In true confession, we grieve only the harm done our Benefactor who has lavished on us grace upon grace that we, by our sin, have continually scorned and rejected.
In confession, we remember the holiness of God. We have sinned against the Most High and Holy God. To approach Him in the humility of confession is a reminder that our treason and rebellion is against Him. So true confession rightly recognizes the holiness of God and the affront our sin is against His holiness. And because we have offended Him by our sin, He must be the one to extend forgiveness which He does undeservedly in Christ. And as those who are in Christ, we fear not the harm done to ourselves in confession because we know, in our sinful state, no more harm can be done. Apart from Christ we are weak, ungodly, dead. As such, in true confession, we grieve only the harm done our Benefactor who has lavished on us grace upon grace that we, by our sin, have continually scorned and rejected.
Therefore, in confession, we openly admit our helplessness and cast ourselves on God’s gracious provision for our sin which He made in Christ. We proclaim the surpassing sufficiency of Christ’s work on our behalf. We remember that we cannot save ourselves and magnify God’s grace in saving us. We remember afresh that we merit no forgiveness and marvel anew at the wonder that forgiveness flows so free from Calvary.
Also, in confession, we dignify the people offended by our sin. We recognize them as persons who are pained the sting of our offense against them. We approach them in humble love rather than arrogant indifference. And as we confess to fellow brothers (or sisters) in Christ, they can remind us of the gospel. Dietrich Bonhoeffer says of confession to others, “Since the confession of sin is made in the presence [of others], the last stronghold of self-justification is abandoned.” We are disposed to think that it will do more harm than good to confess our sin to others. We think that what remains concealed in the darkness can do no harm. But our attempts to save our relationships with others by not confessing sin will actually end up destroying them. And by seemingly destroying our relationships by confessing your sin, in Christ, we will actually end up saving them. Will it be hard? Absolutely. Will it be painful? Yes. But God breaks to bind. He wounds to heal. He knocks down to build up. And it may take months or even years, but out of the ashes there will rise a monument to God’s grace.

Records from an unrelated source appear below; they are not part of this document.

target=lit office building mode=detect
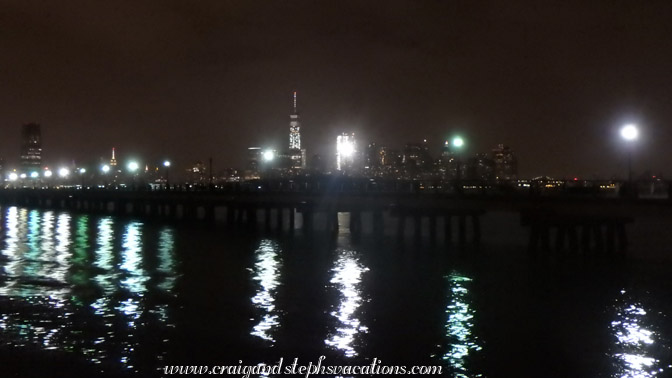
[492,144,518,181]
[287,92,306,169]
[21,123,42,170]
[336,133,357,171]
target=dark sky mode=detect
[0,0,672,177]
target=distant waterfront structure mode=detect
[336,133,357,171]
[110,147,117,167]
[289,91,301,150]
[492,144,518,181]
[290,91,306,169]
[20,123,42,170]
[243,147,263,180]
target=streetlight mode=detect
[621,123,639,186]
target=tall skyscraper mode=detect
[110,147,117,167]
[289,91,301,151]
[21,123,42,169]
[492,144,518,181]
[336,133,357,171]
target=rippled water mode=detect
[0,207,672,378]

But God breaks to bind. He wounds to heal. He knocks down to build up.
Finally, in confession, we walk in the reality of our true existence in Christ. We need not settle for a phantom existence, for we have a true existence in fellowship with Jesus in which sin loses its power. Dietrich Bonhoeffer notes, “[In confession] the sinner surrenders; he gives up all his evil. He gives his heart to God, and he finds the forgiveness of all his sin in the fellowship of Jesus… The expressed, acknowledged sin has lost all its power. It has been revealed and judged as sin… He is no longer alone with his evil for he has cast off his sin and handed it over to God.”
Confession is a tutor in the gospel, reminding us of the glorious reality that in spite of our being fully exposed and known as a sinful rebel against God, in Christ, we are fully embraced and loved as a righteous child of God. And by the faithful work of the Spirit, as our lives increasingly reflect and proclaim this reality, we will swim ever deeper in the infinite sea of God’s grace whose tide will rush into our hearts and expel all other affections and leave Christ alone.